Announcement

Collapse
No announcement yet.
X
  • Filter
  • Time
  • Show
Clear All
new posts

  • Correlated random effects models

    Dear Statalisters!

    I have more of a conceptual question. In order to relax the assumptions of a random effects model, I want to integrate a Mundlak transformation that is similar to the following suggestions:

    Originally posted by daniel klein View Post

    The "hybrid-model" is actually a rather simple thing, that can be explained in three steps

    1. Calculate the panel-unit-specific mean for all time-varying predictors (but not the response/outcome). This is something along the lines by <id> ,sort : egen x1_between = mean(x1)

    2. Subtract the panel-unit-specific mean from the original values, i.e. preform the fixed-effects/within-transformation. This is as simple as generate x1_within = x1 - x1_between

    3. Run a random-effects/mixed model where you include the time-varying predictors in their de-meaned form (those from step 2) and their mean (those calculated in step 1) along with the time-invariant predictors. This is, in the simplest form, xtreg depvar x1_within x1_between x2_within x2_between x3_within x3_between x4

    You are done. The coefficients for the *_within variables resemble the fixed-effects estimates, while the *_between variables can be interpreted as a between estimator. The coefficients for time-invariant predictors are those from a random-effects model.

    Best
    Daniel
    Instead of the hybrid model, I would rather go with the correlated random effects as Sebastian Kripfganz proposed:

    Originally posted by Sebastian Kripfganz View Post
    Daniel already gave some good advice.

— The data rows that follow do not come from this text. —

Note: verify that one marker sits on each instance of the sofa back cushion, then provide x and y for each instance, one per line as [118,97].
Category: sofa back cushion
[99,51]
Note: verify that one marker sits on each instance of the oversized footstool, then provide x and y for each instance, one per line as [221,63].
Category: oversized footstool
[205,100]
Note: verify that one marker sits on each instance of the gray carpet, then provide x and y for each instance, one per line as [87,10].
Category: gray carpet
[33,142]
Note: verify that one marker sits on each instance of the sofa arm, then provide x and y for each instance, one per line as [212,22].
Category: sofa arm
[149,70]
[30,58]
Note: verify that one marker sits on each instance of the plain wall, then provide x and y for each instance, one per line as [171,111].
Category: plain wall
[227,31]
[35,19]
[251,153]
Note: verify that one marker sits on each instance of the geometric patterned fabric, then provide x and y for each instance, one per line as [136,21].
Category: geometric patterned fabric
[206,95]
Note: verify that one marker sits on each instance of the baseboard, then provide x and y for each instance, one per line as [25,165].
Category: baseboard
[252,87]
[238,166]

Let me add my few cents to it.

    You will get exactly the same results in the third step by using the original variables x1 instead of x1_within ..., which you can easily verify. In the literature, this approach is also known as "correlated random effects".
    The principle is clear to me as such in the case of continuous variables. My question is, in this context, how do I treat categorical variables?

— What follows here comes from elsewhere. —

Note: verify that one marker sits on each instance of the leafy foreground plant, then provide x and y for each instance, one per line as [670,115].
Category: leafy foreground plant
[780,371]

    It would be great to get a response!

    Best,
    Thorben
    Last edited by Thorben Schmidt; 31 Oct 2018, 08:03.

  • #2
    You will have to create k-1 indicator variables for your k-level categorical variables, then include the means of these indicators. Unfortunately, you cannot use factor-variable notation any longer. This is inconvenient but on the pro-side, it will prevent you from trying to include interaction-terms in the wrong way (see Schuck 2013).

    Best
    Daniel


    Schunck, R. 2013. Within and between estimates in random-effects models: Advantages and drawbacks of correlated random effects and hybrid models. The Stata Journal, 13(1), pp. 65–76. Within and between estimates in random-effects models: Advantages and drawbacks of correlated random effects and hybrid models

    Comment


    • #3
      Dear Daniel,

      thank you so so much for the quick and useful reply! I think it worked, so just to be on the safe side:

      In the case of the categorical variable "Owner" with the following 4 values, I created 4 dummy variables

      tab Owner, gen (linkdum)
      rename linkdum1 Owners
      rename linkdum2 Main
      rename linkdum3 Sub
      rename linkdum4 Tenant

      Subsequently, I created the means of three of these dummies

      by pid, sort : egen Main_mean = mean(Main)
      by pid, sort : egen Sub_mean = mean(Sub)
      by pid, sort : egen Tenant_mean = mean(Tenant)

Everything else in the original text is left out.